Three reference fibers manually traced at low pressure (A) and high pressure (B). Dashed lines denote the fiber chord lengths while solid lines are the total fiber lengths. The engagements of the fibers are calculated as percent ratios of these two lengths. Corresponding DIC displacement vectors for low (C) and high pressures (D). Note that the displacement magnitudes decrease significantly for the high pressure. White scale bar ≈ 100 μm.

3. Results

The in-vivo axial stretch ratios (the ratio of the in-vivo length to traction-free length) were determined to be λz = 1.35 and 1.50 for arteries 1 and 2, respectively. DIC performed on the translated identical image pair yielded a mean displacement of 31.2 ± 0.84 pixels and an angle of 46.1 ± 5.2 degrees, in close agreement with the prescribed translation of 30 pixels at 45 degrees. The deviation from the prescribed translation was likely due to the lack of unique stochastic patterns in small dark regions inherent to SHG images in which the DIC algorithm was unable to cross-correlate. The interrogation window size was optimized to minimize this effect. Sequential SHG images of the CFs were captured at the arteries’ in-vivo axial stretches (Fig. 1C–D, see supplemental videos). The magnitudes of the displacement vectors decreased significantly to a nearly homogeneous level once the CFs became fully engaged (Fig. 1C–D magnified boxes). The three reference fibers manually traced reached nearly 100% engagement at 20 mmHg (Fig. 2). Similarly, DIC analysis showed an appreciable decrease in the mean displacement for both arteries around 20 mmHg (Fig. 3). For artery 1, linear regression between the mean engagement percentage and mean DIC displacement yielded high correlation (goodness-of-fit R2 = 0.961). For artery 2, we observed large rigid body motions in the CFs following the increase in loading increment from 5 to 10 mmHg that was implemented at 50 mmHg. These motions, which are evident in the supplemental video for artery 2, resulted in large spurious displacement vectors following the DIC analysis. To correct this issue, we excluded displacement magnitudes that were more than one standard deviation greater than the averaged mean ± standard deviation of the last three 5 mmHg increment loading points (i.e. 35–40 mmHg, 40–45 mmHg, and 45–50 mmHg).

Fig. 2.

Fig. 2

Percent of engagement with pressure calculated from the manual traces of the three reference fibers. These fibers reached nearly 100% engagement by 20 mmHg of luminal pressure.

Fig. 3.

Fig. 3

Mean DIC displacement with pressure showing an appreciable decrease in displacement magnitude that corresponds to the 100% engagement pressure point in Fig. 2. Both percent engagement and DIC results are plotted with the mean pressure-diameter responses of the arteries. Note that the collagen fibers appear to become fully engaged prior to significant strain-stiffening of the wall. The asterik indicates the point from which the outlier correction was applied (see Methods section).

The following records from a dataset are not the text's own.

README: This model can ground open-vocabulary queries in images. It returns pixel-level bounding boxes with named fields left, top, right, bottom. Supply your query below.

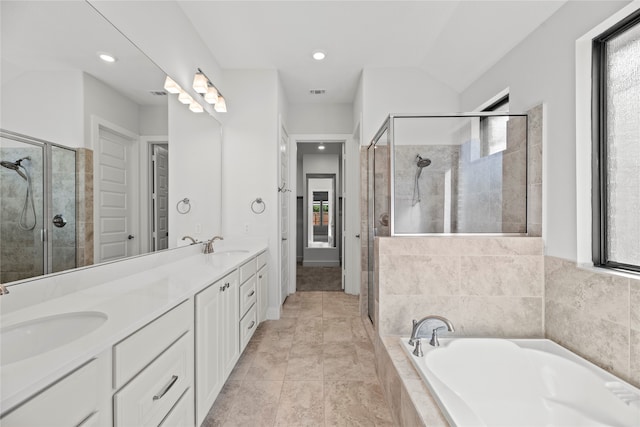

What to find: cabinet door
left=195, top=280, right=225, bottom=425
left=222, top=273, right=240, bottom=379
left=256, top=265, right=269, bottom=322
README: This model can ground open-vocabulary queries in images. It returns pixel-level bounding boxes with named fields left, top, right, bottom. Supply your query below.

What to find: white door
left=94, top=125, right=138, bottom=262
left=153, top=145, right=169, bottom=251
left=278, top=124, right=289, bottom=304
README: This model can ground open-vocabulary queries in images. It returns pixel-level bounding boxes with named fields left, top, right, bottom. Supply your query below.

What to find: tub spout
left=409, top=316, right=455, bottom=347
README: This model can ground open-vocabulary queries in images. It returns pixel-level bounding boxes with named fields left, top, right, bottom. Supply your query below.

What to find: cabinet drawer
left=0, top=360, right=100, bottom=427
left=240, top=304, right=258, bottom=352
left=239, top=258, right=256, bottom=283
left=240, top=274, right=258, bottom=317
left=113, top=301, right=193, bottom=389
left=113, top=332, right=193, bottom=427
left=159, top=387, right=195, bottom=427
left=256, top=251, right=267, bottom=270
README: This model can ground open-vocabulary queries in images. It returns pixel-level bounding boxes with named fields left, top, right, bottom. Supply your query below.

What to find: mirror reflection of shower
left=411, top=154, right=431, bottom=206
left=0, top=156, right=36, bottom=230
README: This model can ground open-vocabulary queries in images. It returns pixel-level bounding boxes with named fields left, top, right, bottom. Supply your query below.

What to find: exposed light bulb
left=311, top=50, right=327, bottom=61
left=204, top=87, right=218, bottom=104
left=214, top=96, right=227, bottom=113
left=178, top=91, right=193, bottom=104
left=193, top=73, right=209, bottom=93
left=189, top=101, right=204, bottom=113
left=164, top=76, right=182, bottom=93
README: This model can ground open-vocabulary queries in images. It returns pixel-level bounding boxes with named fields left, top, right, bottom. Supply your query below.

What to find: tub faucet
left=204, top=236, right=224, bottom=254
left=409, top=316, right=455, bottom=347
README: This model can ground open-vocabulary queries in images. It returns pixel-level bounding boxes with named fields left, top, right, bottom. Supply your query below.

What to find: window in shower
left=592, top=11, right=640, bottom=272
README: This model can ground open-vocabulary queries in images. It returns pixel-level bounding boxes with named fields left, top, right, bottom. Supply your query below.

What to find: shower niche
left=0, top=130, right=78, bottom=283
left=368, top=113, right=527, bottom=237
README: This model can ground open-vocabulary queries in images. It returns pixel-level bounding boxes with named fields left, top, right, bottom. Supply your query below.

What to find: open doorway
left=296, top=141, right=344, bottom=292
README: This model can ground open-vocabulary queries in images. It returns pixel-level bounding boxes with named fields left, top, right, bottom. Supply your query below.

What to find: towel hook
left=251, top=197, right=267, bottom=215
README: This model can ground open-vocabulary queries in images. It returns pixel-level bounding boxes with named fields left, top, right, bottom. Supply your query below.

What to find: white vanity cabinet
left=239, top=258, right=258, bottom=353
left=113, top=301, right=195, bottom=427
left=256, top=251, right=269, bottom=323
left=195, top=270, right=240, bottom=425
left=0, top=352, right=111, bottom=427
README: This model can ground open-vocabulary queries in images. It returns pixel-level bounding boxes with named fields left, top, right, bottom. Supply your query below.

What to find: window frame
left=591, top=9, right=640, bottom=273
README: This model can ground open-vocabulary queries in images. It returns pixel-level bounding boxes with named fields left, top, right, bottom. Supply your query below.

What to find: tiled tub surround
left=375, top=236, right=544, bottom=338
left=0, top=241, right=266, bottom=412
left=545, top=256, right=640, bottom=387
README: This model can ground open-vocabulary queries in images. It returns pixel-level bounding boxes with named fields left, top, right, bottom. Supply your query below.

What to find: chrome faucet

The fiber displacement directions (FDD) were calculated using circular statistics (Fisher 1995) implemented through the Circular Statistics Toolbox in MATLAB. For artery 1, we found that the FDD appeared more circumferential (0 deg) at low pressures, in agreement with the circumferential dilation of the artery, but became more axially dominated (+/− 90 deg) as pressure increased beyond the CF engagement point (Fig. 45). The FDD differential with loading was more significant in artery 2. Note that the drop in the FDD in artery 2 at 45 mmHg corresponds to the increase in loading increment. Be mindful that the displacement direction of the CFs described in this analysis does not indicate the fiber orientation.

Fig. 4.

Fig. 4

Three-dimensional histogram heatmaps of the FDD (Fiber Displacement Direction) with pressure of arteries 1 and 2. 0 and 90 degrees correspond to the circumferential and axial directions of the artery, respectively.

Fig. 5.

Fig. 5

Circular mean analysis of the FDD across the entire region of interest. Both arteries exhibit similar rotational responses. Artery 2 appears to undergo greater roation than artery 1.

4. Discussion

To our knowledge, this study is the first to characterize the uncrimping process of CFs from an artery in the cylindrical geometric configuration subjected to physiological loading conditions. The CFs were imaged at fixed radial locations with pressurization using TPEM. Fixing radial location allowed the same region of interest to be assessed as the artery was pressurized. DIC was used to provide area-based characterization of the uncrimping dynamics through analysis of the local displacement vectors. Interestingly, the CFs appeared to become fully engaged prior to the onset of significant strain stiffening. Furthermore, we found that following engagement, the CFs exhibited significant rotation as the bulk artery continued to dilate. We speculate that CFs exhibit transmural differences in engagement thresholds, with CFs deeper in the wall having a higher engagement pressure than ones located further outward. As a result, the CFs that were engaged earlier in the loading regime were forced to rotate in order for the artery to continue to dilate without damaging the engaged fibers. However, this rotation may also be due to a predominately cross-fiber displacement direction during uncrimping of the CFs which transitions to an axial displacement once the fibers are engaged. It would be of interest in future studies to decouple bulk fiber rotations from cross-fiber displacements to better understand the underlying mechanisms of CF kinematics.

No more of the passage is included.